La cima de los acantilados resultó ser una especie de meseta muy
frondosa. Me abrí camino a través de la densa vegetación durante un corto
trecho y llegué a un amplio claro. En el centro del claro se levantaba una
adusta silueta de piedra negra.
Era de forma octogonal, de unos cinco metros de altura y de
aproximadamente medio metro de grosor. Era evidente que antaño había sido
muy pulimentada, pero ahora la superficie estaba muy mellada, como si se
hubieran hecho enormes esfuerzos para derribarla; sin embargo, los martillos
habían hecho poco más que desprender pequeños pedazos de piedra y mutilar
los caracteres que en tiempos era evidente que habían subido en espiral a lo
largo del tronco, hasta llegar a lo alto. Hasta una altura de tres metros y medio
desde la base, estos caracteres estaban casi completamente borrados, de
manera que era muy difícil seguir su dirección. Más arriba se distinguían con
mayor claridad, y conseguí seguir la mayor parte de su trayecto alrededor del
tronco y examinarlos a corta distancia. Todos estaban desfigurados en mayor
o menor grado, pero estaba seguro de que no simbolizaban ningún idioma que
sea recordado hoy en día sobre la faz de la Tierra. Estoy bastante
familiarizado con todos los jeroglíficos conocidos por los investigadores y
filólogos y puedo decir, con absoluta certeza, que esos caracteres no se
parecían a nada de lo que yo hubiera oído hablar o hubiese leído al respecto.

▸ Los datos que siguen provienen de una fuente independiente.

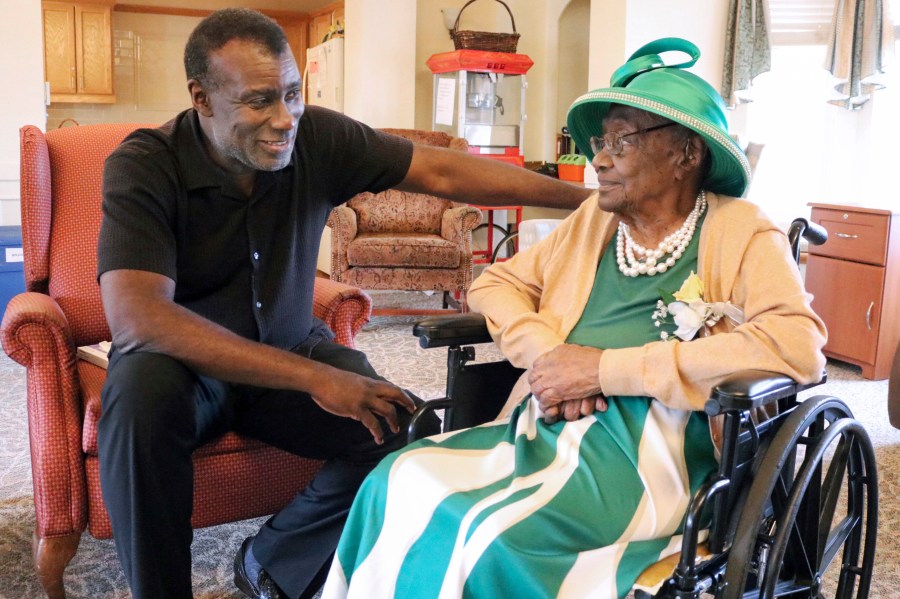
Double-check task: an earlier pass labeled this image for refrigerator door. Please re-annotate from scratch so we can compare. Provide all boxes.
[305,38,344,112]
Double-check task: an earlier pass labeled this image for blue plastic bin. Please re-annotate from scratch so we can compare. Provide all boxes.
[0,226,25,315]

Lo más parecido a ellos que había visto eran unos burdos arañazos en una
roca gigantesca y extrañamente simétrica en un valle perdido del Yucatán.

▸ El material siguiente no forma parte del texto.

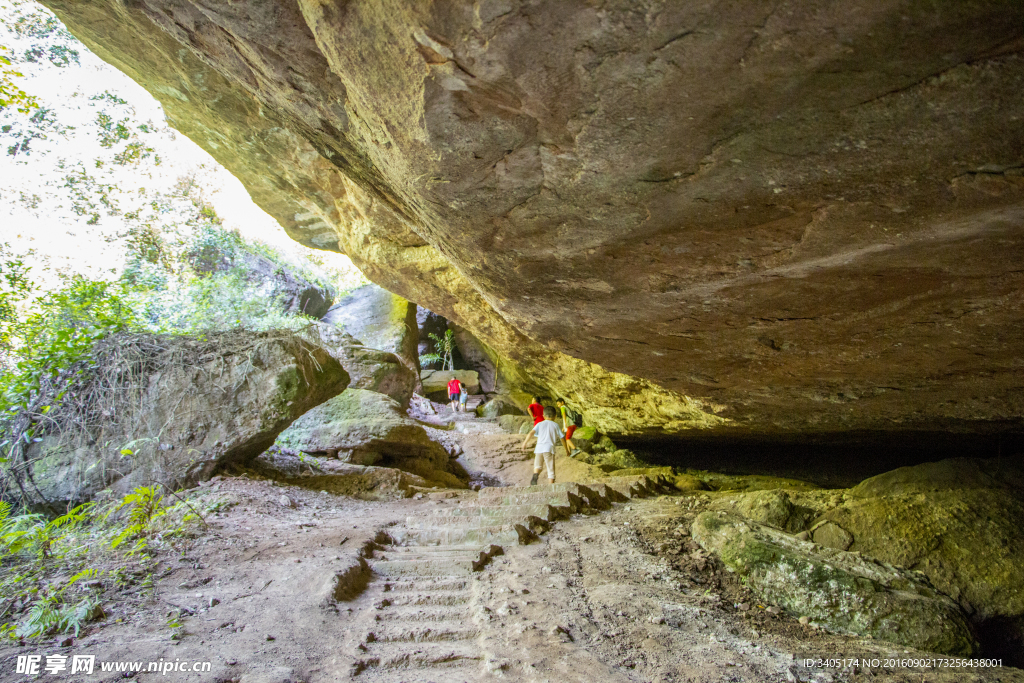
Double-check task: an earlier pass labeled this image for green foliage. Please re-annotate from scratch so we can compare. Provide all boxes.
[0,45,39,114]
[109,486,167,548]
[0,243,33,358]
[0,486,205,638]
[420,330,455,371]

Recuerdo que cuando indiqué esas marcas al arqueólogo que me acompañaba,
sostuvo que eran bien el producto natural de las inclemencias del tiempo, bien
los ociosos garabatos de algún indio. Ante mi teoría de que la roca fuera
realmente la base de alguna columna desaparecida hacía mucho, simplemente
se rio, haciéndome notar sus dimensiones, que sugerían que, si hubiera sido
construida siguiendo las reglas más elementales de la simetría arquitectónica,
se trataría de una columna de más de trescientos metros de altura. Pero no me
quedé convencido.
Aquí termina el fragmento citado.